Kernel Protection on Cortex-M Profile Chips
The Cortex-M23, Cortex-M33 and Cortex-M35P add the Kernel Protection Unit (KPU) which allows defining privileged software stacks separately from user application stacks. The KPU adds shadow stack limit registers for kernel mode operation. This better isolates kernel stacks from unprivileged software bugs.
Tradeoffs of Stack Overflow Detection
Stack limit checking does incur some memory and performance overhead. An extra 8 bytes of memory per stack are needed for the limit registers. Checking the limits on stack push/pop can add 2-3 clock cycles of latency per operation. This is acceptable in most embedded applications. However, for memory constrained or latency-sensitive systems, overflow protection may need to be relaxed.
Alternatives to Hardware Checking
If hardware stack limit checking is not available, overflow can be detected in software. This may be done by explicitly checking the stack pointer against a limit during context switches. Also, stack canaries can be used where sentinel values are placed between stack frames and checked on function exit.

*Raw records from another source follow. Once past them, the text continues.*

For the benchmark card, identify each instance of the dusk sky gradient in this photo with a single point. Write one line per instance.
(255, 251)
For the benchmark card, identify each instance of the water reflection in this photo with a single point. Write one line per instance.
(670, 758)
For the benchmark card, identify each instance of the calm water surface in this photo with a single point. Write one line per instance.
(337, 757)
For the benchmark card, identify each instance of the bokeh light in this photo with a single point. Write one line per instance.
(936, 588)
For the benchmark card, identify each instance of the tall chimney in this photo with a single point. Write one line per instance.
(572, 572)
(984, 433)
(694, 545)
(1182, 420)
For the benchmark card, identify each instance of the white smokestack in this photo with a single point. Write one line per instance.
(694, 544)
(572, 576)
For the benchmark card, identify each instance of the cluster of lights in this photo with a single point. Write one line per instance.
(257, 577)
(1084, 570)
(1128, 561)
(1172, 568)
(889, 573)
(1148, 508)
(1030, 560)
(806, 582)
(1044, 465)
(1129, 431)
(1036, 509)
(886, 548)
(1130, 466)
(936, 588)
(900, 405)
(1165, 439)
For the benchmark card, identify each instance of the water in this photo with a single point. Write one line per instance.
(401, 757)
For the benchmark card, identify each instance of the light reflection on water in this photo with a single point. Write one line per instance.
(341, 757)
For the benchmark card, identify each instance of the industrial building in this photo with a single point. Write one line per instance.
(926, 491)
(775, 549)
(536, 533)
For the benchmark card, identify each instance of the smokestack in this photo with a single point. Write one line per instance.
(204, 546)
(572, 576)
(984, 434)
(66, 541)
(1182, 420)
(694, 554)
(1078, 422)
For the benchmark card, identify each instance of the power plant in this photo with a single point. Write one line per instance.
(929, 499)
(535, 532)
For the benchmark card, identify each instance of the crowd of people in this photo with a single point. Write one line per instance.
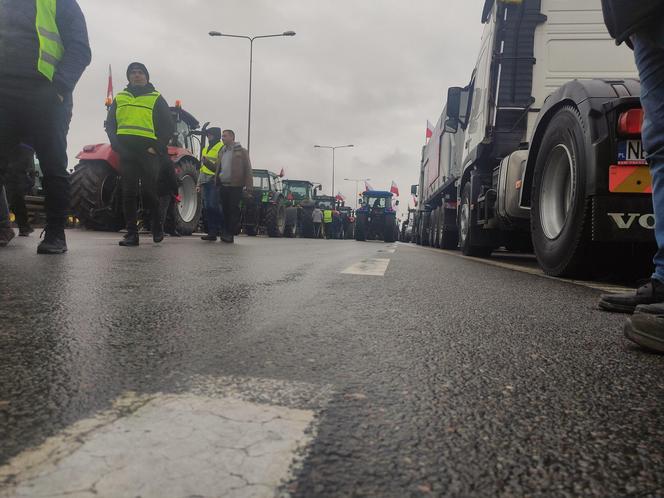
(45, 50)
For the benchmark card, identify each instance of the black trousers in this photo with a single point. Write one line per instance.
(138, 167)
(34, 114)
(230, 198)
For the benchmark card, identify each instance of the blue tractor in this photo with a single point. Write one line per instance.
(377, 217)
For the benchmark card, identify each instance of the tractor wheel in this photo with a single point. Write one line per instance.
(95, 196)
(188, 211)
(275, 220)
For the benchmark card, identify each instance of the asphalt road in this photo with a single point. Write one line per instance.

Software Fault Prevention Techniques
In addition to stack monitoring in hardware/software, several programming disciplines can prevent overflows:
- Minimize stack frame sizes through efficiency
- Allocate large data structures dynamically instead of on stack
- Validate inputs to prevent buffer overflows
- Use stack canaries to detect corruption
- Static analysis to determine max stack usage
Proactive techniques like this can eliminate bugs before they occur and reduce the need for overflow detection.
Conclusion
Stack overflows are serious bugs in embedded systemsleading to crashes or security vulnerabilities. The Cortex-M hardware provides low overhead protection through stack limit registersand exceptions. This mechanism allows early detection of overflows to minimize damage and prompt debugging. Along with careful programming practices, stack limit checking can greatly improve reliability of Cortex-M embedded designs.